The yin and yang: Satellite and in-situ observations to monitor our oceans
- 4 September 2019
- Category: Altimetry, Events
For nearly 40 years, satellites have provided continuous observations of the world’s oceans – in time and in space – causing a revolution in ocean sciences. But in-situ measurements of the ocean – while sparse and sporadic – are as old as the first sailing ships and are of great value to science. To get a true picture of what the oceans are like, scientists need to exploit together both satellite and in-situ measurements. This is why the Copernicus Marine Environment Monitoring Service has developed a Multi Observations (MULTIOBS) Thematic Assembly Center (TAC), providing products based on satellite & in-situ observations and state-of-the-art data fusion techniques. CLS, specialist in the intercalibration of satellite and in-situ measurements, is proud to contribute to this TAC.
At OceanObs ’19 in Honolulu, Hawaii, from September 16-20th, CLS will present on behalf of its partners, a poster describing the work that has been done to incorporate multi observations offering a wide range of variables from temperature, salinity, density, currents, to nutrients, plankton and the carbonate system.
Observing the oceans
Complementary to ocean state estimate provided by modelling/assimilation systems, a multi observations-based approach is available through the Multi Observations (MULTIOBS) Thematic Assembly Center (TAC) of the European Copernicus Marine Environment Monitoring Service (CMEMS).

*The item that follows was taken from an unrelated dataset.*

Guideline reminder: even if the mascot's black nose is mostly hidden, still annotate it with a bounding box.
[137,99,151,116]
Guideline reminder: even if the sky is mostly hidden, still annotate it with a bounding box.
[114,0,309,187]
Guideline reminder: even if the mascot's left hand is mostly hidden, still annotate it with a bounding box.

CMEMS MULTIOBS TAC proposes products based on satellite & in situ observations and state-of-the-art data fusion techniques. These products are fully qualified and documented and, are distribution through the CMEMS catalogue. They cover the global ocean and, physical and biogeochemical (BGC) variables. They are available in Near-Real-Time (NRT) or as Multi-Year Products (MYP) for the past 10 to 25 years.
State-of-the-art data fusion techniques
Satellite input observations include primarily altimetry but also sea surface temperature, sea surface salinity as well as ocean color. In situ observations of physical and BGC variables are from autonomous platform such as Argo, moorings and ship-based measurements. Data fusion techniques are based on multiple linear regression method, multidimensional optimal interpolation method or neural network.
MULTIOBS TAC provide the following products at global scale:
- 3D temperature, salinity and geostrophic current fields, both in NRT and as MYP;
- 2D sea surface salinity and sea surface density fields, both in NRT and as MYP;
- 2D total surface and near-surface currents, both in NRT and as MYP;
- 3D Vertical velocity fields as MYP;
- 2D surface carbon fields of FCO2, pCO2 and pH as MYP;
- Nutrient vertical distribution (including Nitrates, Phosphates and Silicates) profiles as MYP;
- 3D Particulate Organic Carbon (POC) and Chlorophyll a (Chl-a) fields as MYP.
Crucial ocean monitoring indicators
Furthermore, MULTIOBS TAC provides specific Ocean Monitoring Indicators (OMIs), based on the above products, to monitor the global ocean 3D hydrographic variability patterns (water masses and currents) and the global ocean carbon sink.